Un point de vue partagé par Catherine Rolland, analyste chez Kepler Capital Markets: "de -10% ou un peu plus en 2009 pour le secteur, il est fort probable qu'on aura une croissance de l'ordre de 2% en 2010 mais il faudra attendre 2011 pour renouer avec des taux de croissance plus classiques de 6 à 8% par an", dit-elle.

Le boom de la demande en Chine, eldorado des griffes à commencer par Louis Vuitton (LVMH), qui en a fait sa deuxième clientèle mondiale derrière le Japon, a permis notamment au secteur de limiter la baisse des ventes mondiales du luxe à -8% en 2009, selon Bain.
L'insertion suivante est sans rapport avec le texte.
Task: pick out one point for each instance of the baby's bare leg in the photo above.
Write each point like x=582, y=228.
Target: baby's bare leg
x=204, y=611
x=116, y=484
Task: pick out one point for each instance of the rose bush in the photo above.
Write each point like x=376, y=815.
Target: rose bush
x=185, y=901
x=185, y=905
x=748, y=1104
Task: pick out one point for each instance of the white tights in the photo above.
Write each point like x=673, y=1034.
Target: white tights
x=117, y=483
En 2010, "la Chine va rester un moteur de croissance pour le secteur", poursuit Catherine Rolland selon laquelle "l'amélioration de la tendance sur le marché nord-américain, en fort recul en 2009, pourrait être un autre facteur d’amélioration de la tendance globale du marché".

L'Asie en général (hors Japon) apparaît comme une terre de conquête à l'instar d'un Rolls-Royce qui compte y tripler ses ventes de voitures.

Globalement cependant, l'heure est à la prudence car la crise actuelle a été accentuée "par une vraie crise du crédit et de la consommation en particulier" note Mme de Montgolfier. Si elle devrait être "plus favorable qu'en 2009, la consommation risque d’être encore en demi-teinte en 2010" pour Mme Rolland.

Reste que le luxe n'a pas traversé la crise de la même manière selon les régions, mais aussi les secteurs: "mode et maroquinerie" ont été moins touchés que "montres et joaillerie" ou "vins et spiritueux".

A l'intérieur d'un même secteur, des disparités sont également notées: les ventes de cognac ont mieux résisté que celles de champagne, la haute joaillerie que les montres.

Enfin les griffes qui maîtrisent leurs réseaux de distribution s'en sont mieux sorties que celles qui passent par des intermédiaires (vente en gros) tentés par le déstockage.

Dans les vins et spiritueux, "partout où il y a des intermédiaires, la tendance a été de réduire les stocks. Sur le cognac, la consommation a tenu grâce à l'Asie donc les niveaux de stocks sont bas et sains, ce qui n'est pas le cas du champagne qui a connu une chute de la consommation", analyse un spécialiste du marché.

Pour LVMH, le consensus DowJones prévoit un recul de 0,5% de son chiffre d'affaires annuel et de 12% de son bénéfice net. Les chiffres de vente du quatrième trimestre (clos fin décembre) seront examinés à la loupe par les analystes qui attendent la confirmation d'un retour à la croissance fin 2009.